Sam Nunn, former U.S. Senator from Georgia and founder of the Nuclear Threat Initiative, brought a Congressional and military perspective to the issue of growing nuclear proliferation.
“We are not going to trust Russia anytime soon, and they are not going to trust us,” Nunn said with regards to bilateral nuclear talks with Russia. “The tremendous breach in trust… makes the world more dangerous.”
According to Nunn, instead of relying solely on mutual trust when forming treaties, Congress depends on compliance verification. He explained that as technology progresses at a rapid pace, the slow process of treaty negotiation and ratification cannot keep up. Nunn also noted the role of nuclear technology as a dual-use item –– referring to both the civilian and military uses of nuclear power –– and encouraged international military-to-military discussion.
“The chances of a nuclear war by blunder greatly exceeds the chances of a calculated, pre-mediated nuclear attack,” Nunn said, “[nuclear powers] have a moral obligation to the world to communicate… so that we don’t get into a WWI-type scenario.”
“Congress is going to have to take the lead on this,” he added.

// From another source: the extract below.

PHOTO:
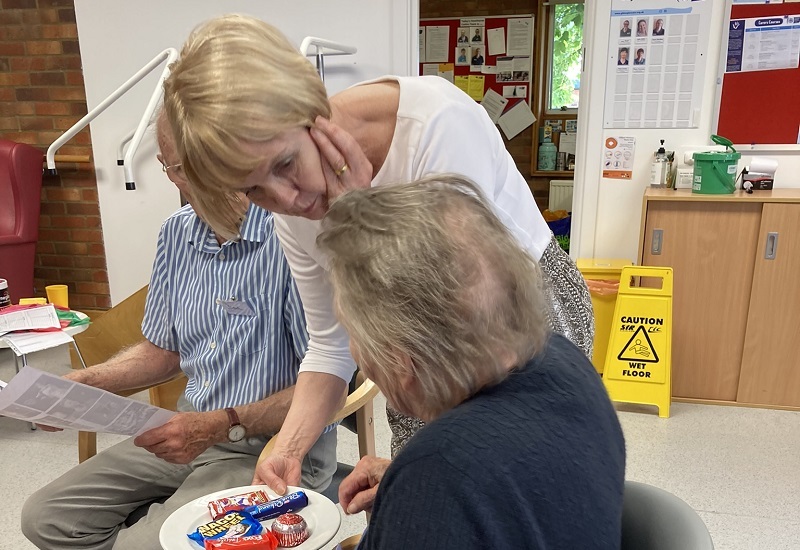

Nunn pleaded to the U.S. executive branch for longer planning times before a nuclear strike command. Currently, nuclear deployment is expected within five to six minutes of the President issuing a nuclear command. An extension of that critical period to hours or even days would allow for more nuanced and reflective decision making, the former Senator argued.
Ashley Tellis, a senior fellow at the Carnegie Endowment for International Peace, shifted the panel’s focus to nuclear proliferation in India and Pakistan. He contended that nuclear proliferation amongst South Asian countries has created a domino effect: China proliferated to compete with the U.S., India proliferated to keep up with China, and Pakistan proliferated out of fear of India.
“The arsenals in South Asia are actually increasing in size,” Tellis said. “All three countries do not believe that they have reached nuclear sufficiency yet.”
Tellis also brought up security issues with regards to South Asian arsenals, which now contain over 100 nuclear bombs each.
“[The] horses, in a sense, left the barn,” he said, arguing that efforts to denuclearize the South Asian countries are futile. “[We should] focus our attention to making sure that these nuclear weapons are never used to issue threats, are never used [at all].”
This article has been corrected to reflect the gender pronouns Ashley Tellis uses.